- Carefully read the directions for each “Composer” role in a project. Sometimes, the director wants a specific type of music. Most of the time, though, they just require that you send a sample of your work that is readily available online (as a link) for them to access and check.
- Submitting auditions in Casting Call Club should be treated like an “elevator pitch” for job interviews because that is practically what the process is. It is a chance for the composer to showcase a sample of their work to the director in the hopes of landing a music scoring opportunity. It also demonstrates their level of professionalism by communicating with the director in writing, because sending a link is not enough.
- It really helps to include brief details about yourself to give the director some context. Specify who you are, where you are based, and the kind of music that you write. Also, indicate the link that you have provided in your submission and where it leads. Talking about yourself in these contexts does not mean expressing narcissism and acting like a jerk to everyone. Approaching an audition that way will almost certainly guarantee that the director will find someone else who is more capable for their project.

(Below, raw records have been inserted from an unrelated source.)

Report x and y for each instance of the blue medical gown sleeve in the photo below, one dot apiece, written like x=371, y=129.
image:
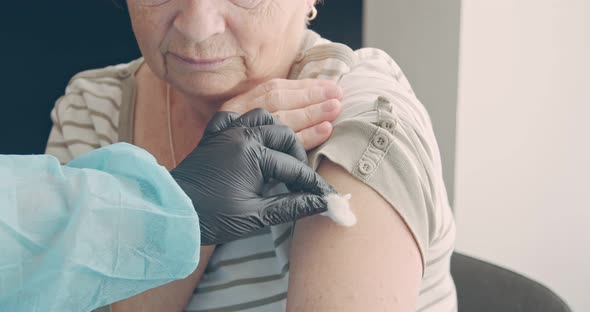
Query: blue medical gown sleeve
x=108, y=225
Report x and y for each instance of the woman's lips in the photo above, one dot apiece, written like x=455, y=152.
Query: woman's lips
x=200, y=64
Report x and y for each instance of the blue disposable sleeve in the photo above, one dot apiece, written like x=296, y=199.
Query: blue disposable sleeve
x=107, y=226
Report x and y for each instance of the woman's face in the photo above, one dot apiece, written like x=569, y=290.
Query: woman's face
x=218, y=48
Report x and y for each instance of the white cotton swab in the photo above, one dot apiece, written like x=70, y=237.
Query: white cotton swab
x=339, y=209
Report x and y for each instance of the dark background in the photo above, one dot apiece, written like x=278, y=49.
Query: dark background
x=44, y=43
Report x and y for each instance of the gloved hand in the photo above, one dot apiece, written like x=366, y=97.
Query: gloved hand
x=226, y=173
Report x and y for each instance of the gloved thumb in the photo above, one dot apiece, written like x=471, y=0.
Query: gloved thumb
x=290, y=207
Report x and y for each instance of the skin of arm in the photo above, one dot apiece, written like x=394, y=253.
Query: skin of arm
x=170, y=297
x=373, y=266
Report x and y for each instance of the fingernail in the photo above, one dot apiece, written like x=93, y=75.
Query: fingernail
x=324, y=127
x=333, y=92
x=328, y=106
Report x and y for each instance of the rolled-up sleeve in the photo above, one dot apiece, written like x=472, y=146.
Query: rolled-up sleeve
x=385, y=139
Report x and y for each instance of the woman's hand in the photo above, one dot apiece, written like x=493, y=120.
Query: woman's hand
x=225, y=175
x=306, y=106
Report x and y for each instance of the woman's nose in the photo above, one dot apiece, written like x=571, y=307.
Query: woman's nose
x=199, y=20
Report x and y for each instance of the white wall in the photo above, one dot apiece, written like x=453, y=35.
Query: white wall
x=423, y=38
x=523, y=145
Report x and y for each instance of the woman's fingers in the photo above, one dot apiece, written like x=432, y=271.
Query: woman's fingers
x=303, y=118
x=283, y=94
x=298, y=98
x=315, y=136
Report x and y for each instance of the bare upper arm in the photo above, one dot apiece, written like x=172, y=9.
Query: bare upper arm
x=373, y=266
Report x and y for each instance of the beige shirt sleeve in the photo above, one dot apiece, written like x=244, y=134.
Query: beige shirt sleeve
x=385, y=139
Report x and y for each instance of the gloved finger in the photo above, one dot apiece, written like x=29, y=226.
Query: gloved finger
x=297, y=175
x=220, y=121
x=256, y=117
x=290, y=207
x=282, y=139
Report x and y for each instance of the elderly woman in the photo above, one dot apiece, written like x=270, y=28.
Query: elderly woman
x=355, y=112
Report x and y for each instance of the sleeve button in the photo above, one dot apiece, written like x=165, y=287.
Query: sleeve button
x=366, y=167
x=387, y=125
x=381, y=141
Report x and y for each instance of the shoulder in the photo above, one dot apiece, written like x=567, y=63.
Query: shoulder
x=86, y=116
x=384, y=136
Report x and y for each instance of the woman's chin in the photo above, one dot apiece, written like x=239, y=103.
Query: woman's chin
x=211, y=86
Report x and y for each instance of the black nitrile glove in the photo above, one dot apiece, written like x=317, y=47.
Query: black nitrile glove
x=225, y=176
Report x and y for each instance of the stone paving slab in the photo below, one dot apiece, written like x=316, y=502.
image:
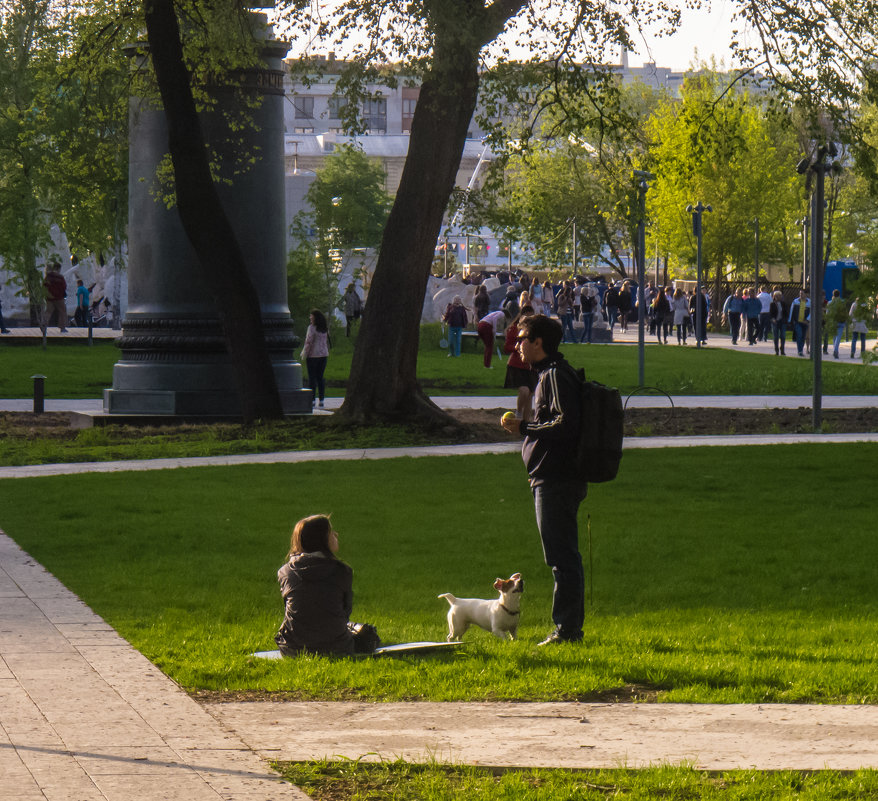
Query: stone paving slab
x=85, y=717
x=565, y=735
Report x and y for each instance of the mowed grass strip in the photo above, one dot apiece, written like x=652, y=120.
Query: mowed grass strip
x=360, y=780
x=719, y=575
x=75, y=370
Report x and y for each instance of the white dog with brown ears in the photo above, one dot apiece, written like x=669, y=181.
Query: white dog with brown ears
x=499, y=616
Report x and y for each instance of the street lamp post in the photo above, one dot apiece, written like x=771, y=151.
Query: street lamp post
x=815, y=171
x=755, y=223
x=641, y=176
x=804, y=224
x=697, y=211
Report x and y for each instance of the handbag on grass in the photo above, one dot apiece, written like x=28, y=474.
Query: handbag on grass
x=366, y=637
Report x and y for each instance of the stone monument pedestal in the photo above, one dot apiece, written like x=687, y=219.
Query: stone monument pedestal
x=174, y=357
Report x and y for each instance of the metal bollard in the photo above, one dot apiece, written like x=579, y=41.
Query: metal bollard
x=39, y=393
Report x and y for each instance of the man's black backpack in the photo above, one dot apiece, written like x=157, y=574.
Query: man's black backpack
x=601, y=428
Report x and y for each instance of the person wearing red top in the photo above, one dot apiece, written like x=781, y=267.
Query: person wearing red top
x=519, y=374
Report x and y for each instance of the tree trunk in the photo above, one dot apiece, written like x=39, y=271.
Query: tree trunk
x=205, y=222
x=383, y=381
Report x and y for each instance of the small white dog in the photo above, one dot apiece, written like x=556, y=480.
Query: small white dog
x=499, y=616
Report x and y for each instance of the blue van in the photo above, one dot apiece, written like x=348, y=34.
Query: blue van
x=840, y=275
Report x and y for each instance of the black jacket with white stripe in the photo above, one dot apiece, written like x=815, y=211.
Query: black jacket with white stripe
x=552, y=438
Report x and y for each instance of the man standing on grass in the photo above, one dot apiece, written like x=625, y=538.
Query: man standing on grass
x=549, y=453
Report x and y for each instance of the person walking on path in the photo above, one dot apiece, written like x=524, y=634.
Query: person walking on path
x=764, y=298
x=732, y=310
x=681, y=315
x=3, y=328
x=589, y=309
x=83, y=304
x=859, y=314
x=625, y=305
x=520, y=376
x=564, y=302
x=353, y=307
x=549, y=453
x=835, y=318
x=611, y=305
x=481, y=302
x=56, y=292
x=800, y=314
x=779, y=314
x=456, y=318
x=700, y=305
x=752, y=309
x=661, y=309
x=492, y=324
x=315, y=352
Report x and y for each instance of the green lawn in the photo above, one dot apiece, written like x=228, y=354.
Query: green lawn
x=720, y=574
x=361, y=781
x=75, y=370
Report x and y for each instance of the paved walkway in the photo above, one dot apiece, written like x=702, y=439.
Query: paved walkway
x=85, y=717
x=565, y=735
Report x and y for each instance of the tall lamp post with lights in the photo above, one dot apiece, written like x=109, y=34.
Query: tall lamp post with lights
x=755, y=225
x=641, y=177
x=804, y=224
x=697, y=211
x=814, y=169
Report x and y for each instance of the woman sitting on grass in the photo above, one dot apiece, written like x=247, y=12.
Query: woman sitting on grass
x=317, y=589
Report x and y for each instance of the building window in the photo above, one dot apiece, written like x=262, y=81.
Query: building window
x=408, y=112
x=375, y=115
x=336, y=107
x=304, y=107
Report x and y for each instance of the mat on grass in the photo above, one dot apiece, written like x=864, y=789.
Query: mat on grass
x=385, y=650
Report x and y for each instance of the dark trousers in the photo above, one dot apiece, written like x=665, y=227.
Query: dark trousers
x=735, y=326
x=779, y=330
x=800, y=331
x=556, y=504
x=764, y=325
x=316, y=367
x=752, y=330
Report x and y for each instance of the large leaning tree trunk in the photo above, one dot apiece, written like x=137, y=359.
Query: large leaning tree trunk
x=204, y=220
x=383, y=381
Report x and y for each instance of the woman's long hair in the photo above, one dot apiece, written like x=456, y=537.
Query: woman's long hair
x=319, y=321
x=311, y=534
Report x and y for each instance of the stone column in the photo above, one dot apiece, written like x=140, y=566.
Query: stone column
x=174, y=360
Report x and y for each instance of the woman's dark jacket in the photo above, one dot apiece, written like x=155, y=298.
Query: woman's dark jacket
x=318, y=597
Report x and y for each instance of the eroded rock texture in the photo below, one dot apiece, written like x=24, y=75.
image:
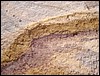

- Demonstrate wanting the opportunity without coming off as desperate. Saying things like “Here’s my work. Hire me!” is considered unacceptable in the entertainment world (or any profession, for that matter), because it gives the impression of looking for attention. Instead, offer your professional contact e-mail and show interest in communicating with the director about the specifics of the project… if chosen.
- Wait for the results for the project audition that you submitted by applying for more projects, because the process does not stop after one audition.
- If cast for a project, remember to wait for the director to respond and provide instructions.